Due to several reasons its possible that the generation of a thumbnail fails:
The file format is unknown and cannot be loaded by the program.
The file format is known but the file is somehow broken and thus cannot be read.
The generation of a thumbnail would take too long, due to the large size of the file.
Under some circumstances a program want to preserve the information that the creation failed. Eg to avoid trying it again and again in the future. The problem is that the above mentioned issues are often program specific. Eg Nautilus can't read the native Gimp format xcf but of course Gimp can and could create thumbnails for them. Or one program uses a broken TIFF implementation which refuses to load an TIFF image but another one uses a correct implementation.

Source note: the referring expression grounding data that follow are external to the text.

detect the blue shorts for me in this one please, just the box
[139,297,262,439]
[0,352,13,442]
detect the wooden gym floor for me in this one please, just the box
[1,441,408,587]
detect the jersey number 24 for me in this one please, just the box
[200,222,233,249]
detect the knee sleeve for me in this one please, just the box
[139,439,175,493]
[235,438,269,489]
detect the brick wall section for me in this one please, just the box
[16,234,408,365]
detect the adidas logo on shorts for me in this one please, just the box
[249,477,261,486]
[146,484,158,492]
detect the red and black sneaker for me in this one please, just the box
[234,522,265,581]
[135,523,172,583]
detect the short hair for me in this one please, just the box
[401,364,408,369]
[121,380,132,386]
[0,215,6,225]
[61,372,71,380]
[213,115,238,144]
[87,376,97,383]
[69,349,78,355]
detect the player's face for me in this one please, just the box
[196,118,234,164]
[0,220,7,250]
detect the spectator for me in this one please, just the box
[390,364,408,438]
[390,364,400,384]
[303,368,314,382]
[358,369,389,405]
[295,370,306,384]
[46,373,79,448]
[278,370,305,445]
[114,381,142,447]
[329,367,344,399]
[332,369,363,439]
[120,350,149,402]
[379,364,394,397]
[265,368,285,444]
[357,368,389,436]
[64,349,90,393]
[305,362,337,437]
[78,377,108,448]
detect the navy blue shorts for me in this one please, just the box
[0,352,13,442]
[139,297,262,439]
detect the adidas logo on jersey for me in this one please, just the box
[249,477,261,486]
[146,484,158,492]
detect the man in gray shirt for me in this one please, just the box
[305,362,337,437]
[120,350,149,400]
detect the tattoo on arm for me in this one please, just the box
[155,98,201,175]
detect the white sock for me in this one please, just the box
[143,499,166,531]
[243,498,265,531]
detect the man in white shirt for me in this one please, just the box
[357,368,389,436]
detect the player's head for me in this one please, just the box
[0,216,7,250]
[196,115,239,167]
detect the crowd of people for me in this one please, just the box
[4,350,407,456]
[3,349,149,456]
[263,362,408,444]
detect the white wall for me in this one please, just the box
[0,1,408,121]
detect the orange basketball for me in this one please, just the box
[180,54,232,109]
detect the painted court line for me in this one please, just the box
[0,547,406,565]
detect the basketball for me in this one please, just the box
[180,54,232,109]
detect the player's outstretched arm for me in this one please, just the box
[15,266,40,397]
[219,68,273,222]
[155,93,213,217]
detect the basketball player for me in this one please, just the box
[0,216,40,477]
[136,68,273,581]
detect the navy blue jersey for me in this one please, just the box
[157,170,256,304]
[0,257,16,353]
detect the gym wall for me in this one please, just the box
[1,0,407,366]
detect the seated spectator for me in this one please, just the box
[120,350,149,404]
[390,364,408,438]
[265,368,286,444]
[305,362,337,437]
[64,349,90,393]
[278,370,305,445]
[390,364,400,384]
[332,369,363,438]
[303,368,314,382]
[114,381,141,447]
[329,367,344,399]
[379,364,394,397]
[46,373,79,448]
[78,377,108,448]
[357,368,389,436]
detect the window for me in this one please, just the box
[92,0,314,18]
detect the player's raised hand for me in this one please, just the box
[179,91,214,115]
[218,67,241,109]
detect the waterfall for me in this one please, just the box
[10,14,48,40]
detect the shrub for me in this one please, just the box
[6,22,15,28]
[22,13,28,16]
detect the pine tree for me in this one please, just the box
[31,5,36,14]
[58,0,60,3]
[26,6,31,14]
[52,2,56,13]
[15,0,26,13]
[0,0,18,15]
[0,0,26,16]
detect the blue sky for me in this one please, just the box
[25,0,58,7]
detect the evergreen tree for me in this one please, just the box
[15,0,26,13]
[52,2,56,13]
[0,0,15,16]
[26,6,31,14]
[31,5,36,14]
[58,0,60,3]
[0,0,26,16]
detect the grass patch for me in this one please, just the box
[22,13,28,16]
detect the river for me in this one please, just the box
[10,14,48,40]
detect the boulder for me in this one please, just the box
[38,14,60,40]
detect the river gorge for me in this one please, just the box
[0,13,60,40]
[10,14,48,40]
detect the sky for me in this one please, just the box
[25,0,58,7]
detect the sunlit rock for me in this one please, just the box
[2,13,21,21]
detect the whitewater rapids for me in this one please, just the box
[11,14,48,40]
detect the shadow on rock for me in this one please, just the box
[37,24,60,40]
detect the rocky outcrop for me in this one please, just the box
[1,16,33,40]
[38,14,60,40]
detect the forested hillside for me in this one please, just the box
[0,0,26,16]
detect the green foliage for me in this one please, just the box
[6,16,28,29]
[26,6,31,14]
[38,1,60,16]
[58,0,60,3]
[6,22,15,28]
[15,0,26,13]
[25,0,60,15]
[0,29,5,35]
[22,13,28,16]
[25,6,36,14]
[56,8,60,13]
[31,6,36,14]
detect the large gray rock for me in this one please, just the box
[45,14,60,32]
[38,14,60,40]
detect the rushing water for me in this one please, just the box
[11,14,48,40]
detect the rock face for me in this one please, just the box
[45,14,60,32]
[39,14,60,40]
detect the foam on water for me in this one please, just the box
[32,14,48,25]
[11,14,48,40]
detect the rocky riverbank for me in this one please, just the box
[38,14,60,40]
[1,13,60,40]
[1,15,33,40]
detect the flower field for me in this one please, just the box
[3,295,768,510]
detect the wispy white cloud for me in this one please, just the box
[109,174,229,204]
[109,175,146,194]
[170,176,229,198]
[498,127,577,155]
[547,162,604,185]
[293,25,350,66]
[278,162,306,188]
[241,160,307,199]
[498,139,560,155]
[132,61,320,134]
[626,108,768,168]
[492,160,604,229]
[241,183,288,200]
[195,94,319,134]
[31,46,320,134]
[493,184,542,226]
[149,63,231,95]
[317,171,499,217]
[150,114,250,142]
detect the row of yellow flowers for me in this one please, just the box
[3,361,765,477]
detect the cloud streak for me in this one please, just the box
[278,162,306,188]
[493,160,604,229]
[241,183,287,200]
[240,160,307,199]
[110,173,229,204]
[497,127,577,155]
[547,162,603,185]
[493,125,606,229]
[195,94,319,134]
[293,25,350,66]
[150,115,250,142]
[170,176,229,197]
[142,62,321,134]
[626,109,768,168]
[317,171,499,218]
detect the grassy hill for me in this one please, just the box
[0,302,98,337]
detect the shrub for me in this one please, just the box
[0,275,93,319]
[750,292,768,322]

Because of this, its best to save these failure information per
program. In the Directory Structure
section there is already a 'fail' directory mentioned, which should be
used for this. Every program must create a directory of it's own there
with the name of the program appended by the version number
(eg. $XDG_CACHE_HOME/thumbnails/fail/nautilus-1.0
).
For every thumbnail generation failure of a readable image, the program creates an empty
PNG file. If it's possible to obtain some additional information from
the image (see Store Additional
Information) they should be stored together with the thumbnail
too, at least the required 'Thumb::MTime' and 'Thumb::URI' keys must be
set. The procedure for the saving of such a fail image is the same as
described in Thumbnail Saving. You must
only use the application specific directory within
$XDG_CACHE_HOME/thumbnails/fail
instead of the size specific ones.
This approach has the advantage that a program can access information about a thumbnail creation failure the same way as it does with successfully generated ones.